E’ per un film, ma probabilmente sarà davvero costoso. Mi meraviglio di come la sto maturando… oh beh, vedrete (ride).

La differenza principale tra il fare film e scrivere manga è la collaborazione. Scrivere manga è qualcosa che fai da solo, ma un film richiede collaborazione con molte persone. Negli ultimi anni si è dedicato più al cinema, significa che ha trovato più divertente lavorare con altri?

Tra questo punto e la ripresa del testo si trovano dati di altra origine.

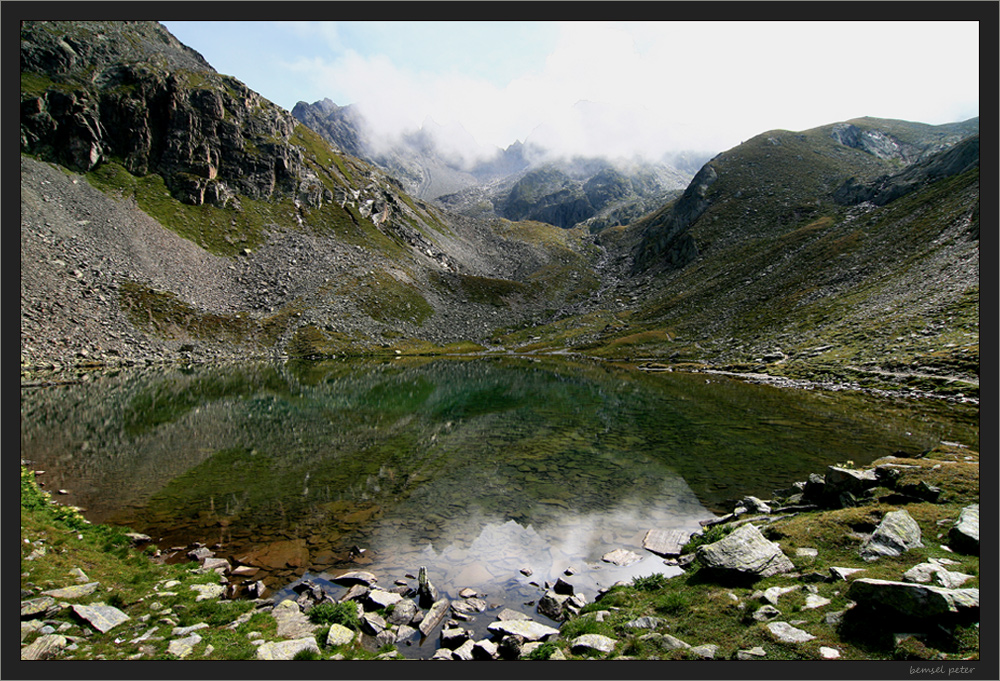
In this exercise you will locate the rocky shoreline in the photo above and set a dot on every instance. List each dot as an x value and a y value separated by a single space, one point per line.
733 552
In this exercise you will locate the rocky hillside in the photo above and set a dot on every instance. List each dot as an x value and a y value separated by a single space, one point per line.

Si, è vero. Certamente, lavorare da soli è più facile ma anche più duro. Non c’è niente di favoloso nel disegnare fumetti. Quando finisci, sei sollevato e felice, ma è notte fonda e non c’è nessuno con cui dividere la tua gioia. Facendo cinema hai un party con tutta la tua troupe e poi c’è la prima. Tutte cose che ti perdi quando disegni solo manga. Ma ci sono inconvenienti anche nel fare un film: qualche volta è davvero difficile comunicare le tue idee al gruppo, per esempio. Ma è vero che ho scoperto il piacere di lavorare in gruppo. Adesso, ho un idea per un nuovo manga e probabilmente lo potrò fare prima del mio prossimo grande progetto cinematografico. Il tempismo sarebbe perfetto, ma è la mia motivazione il problema. Non sono sicuro di volermi rimettere a sedere alla scrivania tutto da solo. A meno che un editor non mi costringa a farlo. Non ho fatto nessun manga per circa dieci anni. Suppongo che potresti dire che sono una sorta di mangaka in via di estinzione (ride).

Ci sono film o registi che l’hanno interessata ultimamente?

‘Talk to Her’ di Pedro Almodovar era veramente interessante. Ho provato realmente emozioni insolite guardandolo. La storia, le immagini, la recitazione, la regia - tutto meraviglioso.

I suoi film sono di regola ai festival cinematografici adesso. Le fanno piacere queste manifestazioni?

Sono molto divertenti, ma in verità ti senti il peso di una forte responsabilità per quello che hai fatto. Mi fanno capire che dovrei essere responsabile nel girare buoni film. Io avverto solo la responsabilità verso i miei film, però. Non mi sento di rappresentare il Giappone o il cinema nipponico in nessun modo.